Charles walked over to the desk, slipped on a pair of gloves, and flipped up the lid on the computer. It lit up right away. He leaned over, studied the screen, and then turned back to me with a puzzled expression on his face. “Dead men don’t lie?” he asked.
“It’s a story,” I explained. “Fiction. It’s the title for one of the novels I’m working on.”
“You leave your computer sitting here like this?”
I shrugged. “Why not? I’m the only one who lives here.”
“You may be the only person who lives here, but you’re not the only person who has access.”
That was a scary thought and one I had never considered. Since I was downstairs all day, every day, I never locked the place up except on those very rare occasions when I was out of town.
“You’re saying one of my people may have been coming up here and messing with my computer behind my back?”
Charles didn’t deign to respond. “Tell me about this mystery convention you went to. What’s it called again?”
“Bouchercon.”
“How did you register for it?”
“On line,” I answered, nodding toward the computer. “On that.”
Charles sat down in front of the computer and made himself at home. He typed in a few keystrokes. “Yup,” he said. “Here it is in your browser history, the Bouchercon Web site. What about your hotel? What was that again, the Talisman didn’t you say?”
I nodded. The man may not have been taking notes during my long recitation of woes, but he had clearly been paying attention.

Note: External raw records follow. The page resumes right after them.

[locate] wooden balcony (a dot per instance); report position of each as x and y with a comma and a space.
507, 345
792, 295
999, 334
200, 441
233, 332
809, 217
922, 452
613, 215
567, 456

“Is there anything in here about your dealings with your ex?”
I nodded again. “There’s a file called Faithless Faith,” I said sheepishly. “I thought that writing it down would help me put it in the past.”
“Did it?” he asked.
I shook my head. “No such luck.”
“Unfortunately,” Charles said, “Faithless Faith seems to have found a way back into your present. What about your dealings with that developer? Are there any records of your dealings with Mr. Jones in here?”

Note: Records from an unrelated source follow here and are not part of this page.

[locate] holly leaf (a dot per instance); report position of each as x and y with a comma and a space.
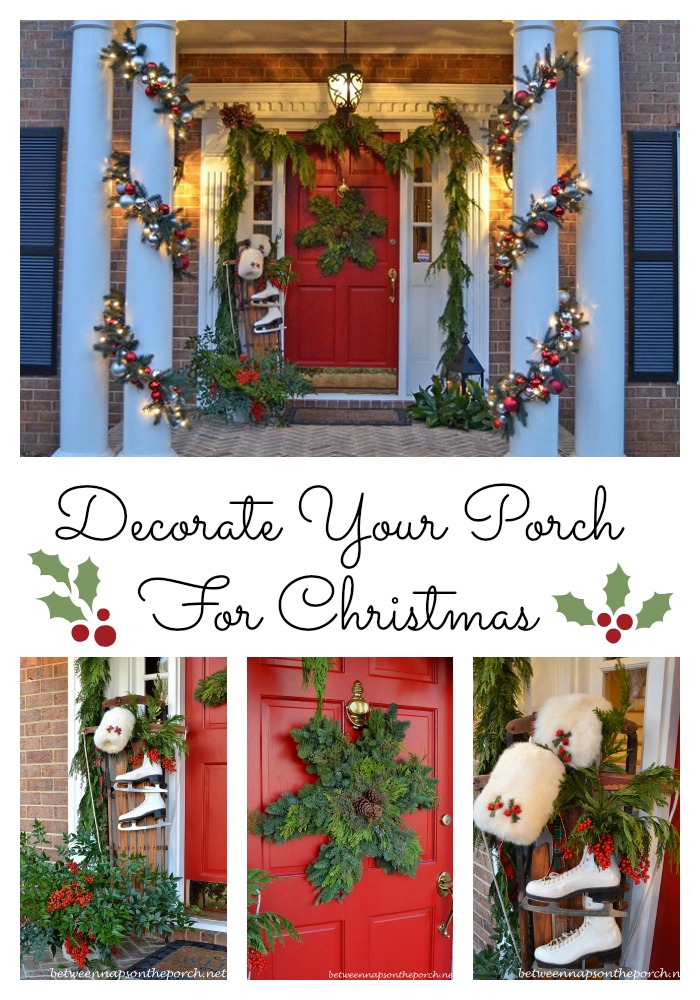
573, 609
62, 607
654, 610
617, 589
87, 582
50, 566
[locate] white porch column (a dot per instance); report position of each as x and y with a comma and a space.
600, 366
149, 274
86, 251
535, 284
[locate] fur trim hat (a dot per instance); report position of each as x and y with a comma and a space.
571, 717
115, 730
517, 801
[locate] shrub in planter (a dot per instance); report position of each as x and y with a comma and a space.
85, 903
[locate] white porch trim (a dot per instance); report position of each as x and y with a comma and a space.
395, 107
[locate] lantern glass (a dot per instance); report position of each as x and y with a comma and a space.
345, 87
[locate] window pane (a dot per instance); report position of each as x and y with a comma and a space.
422, 244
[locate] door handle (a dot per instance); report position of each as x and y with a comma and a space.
444, 887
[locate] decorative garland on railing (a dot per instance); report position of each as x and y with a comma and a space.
544, 377
162, 226
448, 131
117, 341
512, 111
514, 243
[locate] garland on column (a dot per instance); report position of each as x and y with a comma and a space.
512, 111
544, 377
116, 340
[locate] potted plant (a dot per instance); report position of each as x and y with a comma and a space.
265, 929
86, 903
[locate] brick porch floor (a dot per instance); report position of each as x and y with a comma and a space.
210, 438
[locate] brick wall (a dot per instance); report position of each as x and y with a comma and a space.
650, 79
44, 744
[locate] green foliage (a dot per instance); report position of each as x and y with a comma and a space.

“Yes,” I replied. “There have been a number of e-mail exchanges about that.”
“In other words, this computer makes your whole life an open book for anyone who cares to take a look-see. Do you happen to have one of those floppy disk drives around here?”

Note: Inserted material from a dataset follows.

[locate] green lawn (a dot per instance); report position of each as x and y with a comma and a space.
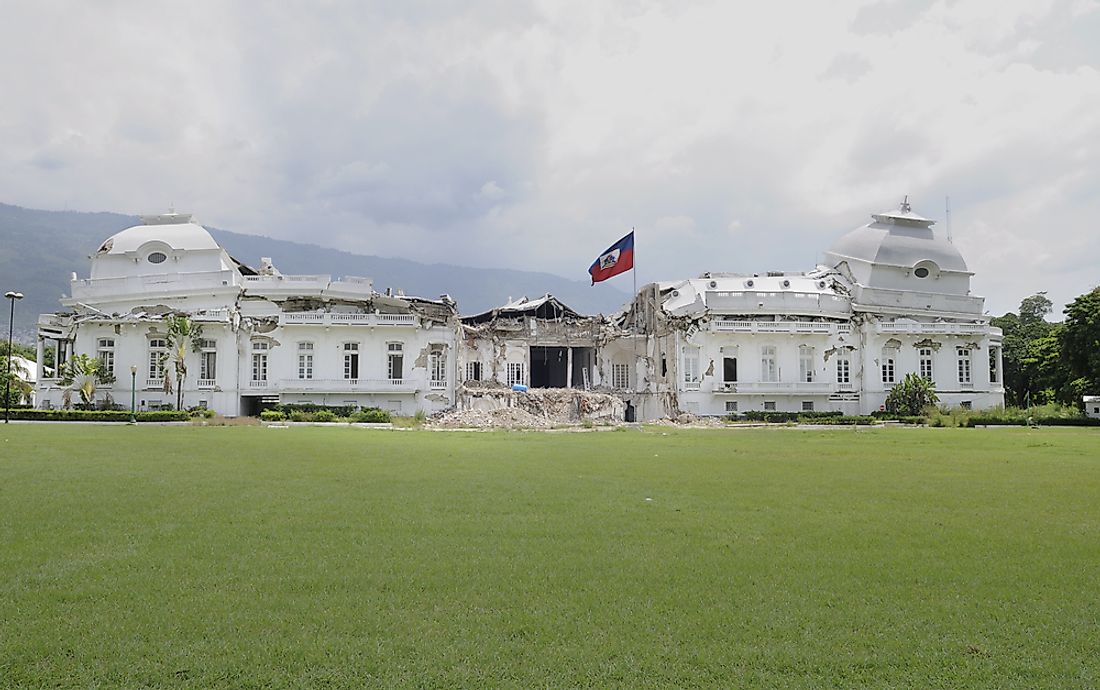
245, 557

“It’s in the top drawer on the right along with a box of extra floppies. I use those to make backup copies of the business records on the computer’s hard drive. Why?”
“I want you to come over here right now and make copies of all your essential business files and anything else you want to keep, including those unfinished novels. After that, we’re going to reformat your computer. When the cops come back with a search warrant—and I’m saying, when not if—they’ll grab your computer and use everything on it to put you away. Not having your files won’t stop them, but it’ll sure as hell slow them down. Reformatting is the best way to get rid of everything you don’t want anyone else to see. If they ask, tell them your computer crashed and reformatting was the only way you could reboot it. You get busy copying your files. In the meantime, give me the keys to your car.”
“Why?” I asked.
“Because you’re caught up in a complicated plot here, Mr. Dixon,” he said, holding out his hand, “and you’re about to go down for it.”
Reluctantly, I fished my car keys out of my pocket and handed them over. It seemed to take ages to go through the computer, copying the necessary files. The whole time I was doing so, I couldn’t believe any of this was happening. If Charles Rickover was right, one of the people who worked for me—someone I trusted—was trying to frame me for killing Faith. So who was it?
Charles came back upstairs a long time later. He was empty-handed and his face was grim. “Just as I thought,” he said. “There’s a bloody bat hidden under the mat in the trunk of your car. I believe I have a pretty good idea about where that blood might have come from.”
“Did you get rid of it?” I asked shakily.
“Hell no,” he said. “I’m pretty sure it’s the murder weapon. I’m not touching it, and neither are you.”
“You mean we’re just going to let the cops find it?”